5,941
Views
41
CrossRef citations to date
0
Altmetric
Value Added Metrics in Education

Does the Model Matter? Exploring the Relationship Between Different Student Achievement-Based Teacher Assessments

Pages 28-39 | Received 01 Aug 2012, Published online: 04 Nov 2014
 

Abstract

Policymakers have demonstrated an interest in using measures of student achievement to inform high-stakes teacher personnel decisions, but the idea of using student outcomes as a teacher performance measure is complex to implement for a variety of reasons, not least of which is the fact that there is no universally agreed upon statistical methodology for translating student achievement into a measure of teacher performance. In this article, we use statewide data from North Carolina to evaluate different methodologies for translating student test achievement into measures of teacher performance at the elementary level. In particular, we focus on the extent to which there are differences in teacher effect estimates generated from different modeling approaches, and to what extent classroom level characteristics predict these differences. We find models that only include lagged achievement scores and student background characteristics are highly correlated with specifications that also include classroom characteristics, while value-added models (VAMs) estimated with school fixed effects have a lower correlation. Teacher effectiveness estimates based on median student growth percentiles are highly correlated with estimates from VAMs that include student background characteristics, despite the fact that the two methods for estimating teacher effectiveness are, at least conceptually, quite different. But even when the correlations between performance estimates generated by different models are quite high for the workforce as a whole, there are still sizable differences in teacher rankings generated by different models that are associated with the composition of students in a teacher's classroom.

Notes

The 2010 application for the TIF states “an applicant must demonstrate, in its application, that it will develop and implement a [performance-based compensation system] that rewards, at differentiated levels, teachers and principals who demonstrate their effectiveness by improving student achievement…” Furthermore, the application states that preference is given to applicants planning to use value-added measures of student growth “as a significant factor in calculating differentiated levels of compensation…” Similarly, the RttT selection criteria outlined in the 2010 application include the design and implementation of evaluation systems that “differentiate effectiveness using multiple rating categories that take into account data on student growth…as a significant factor…”

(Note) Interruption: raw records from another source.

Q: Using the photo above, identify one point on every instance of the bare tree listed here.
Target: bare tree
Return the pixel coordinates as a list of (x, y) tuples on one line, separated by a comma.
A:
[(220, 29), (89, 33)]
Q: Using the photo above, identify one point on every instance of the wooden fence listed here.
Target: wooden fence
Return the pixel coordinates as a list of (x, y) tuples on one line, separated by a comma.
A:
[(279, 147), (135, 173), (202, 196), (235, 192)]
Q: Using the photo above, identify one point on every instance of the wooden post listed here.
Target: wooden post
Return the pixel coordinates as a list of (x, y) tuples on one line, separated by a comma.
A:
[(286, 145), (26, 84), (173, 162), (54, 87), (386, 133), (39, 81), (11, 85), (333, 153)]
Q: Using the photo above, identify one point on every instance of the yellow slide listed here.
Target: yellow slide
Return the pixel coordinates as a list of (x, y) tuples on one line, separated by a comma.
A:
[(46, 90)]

For reviews, see Goldhaber (Citation2010) and Toch and Rothman (Citation2008).

See, for instance, Aaronson, Barrow, and Sander (Citation2007), Goldhaber, Brewer, and Anderson (Citation1999), and Rivkin, Hanushek, and Kain (Citation2005).

Several large firms—e.g., SAS, Value Added Research Center at University of Wisconsin, Mathematica, and Battelle for Kids—offer competing, though not necessarily fundamentally different, services for this translation process.

We use the terms teacher job performance and teacher effectiveness interchangeably.

Several states, including Tennessee, Ohio, Pennsylvania, and North Carolina, have contracted with SAS to use the Education Value-Added Assessment System (EVAAS), a particular type of value-added model. EVAAS uses several different types of models, depending on the objective (estimating school, district, or teacher effectiveness) and available data. None of the models include student background characteristics as control variables, but some models do include prior scores as covariates. The EVAAS layered teacher multivariate response model is a longitudinal, linear mixed model, where multiple years and subjects of student test scores are estimated simultaneously. In the univariate response model, scores are estimated separately by year, grade, and subject, with prior scores included as covariates in the model. For more detail on EVAAS, see Wright et al. (Citation2010).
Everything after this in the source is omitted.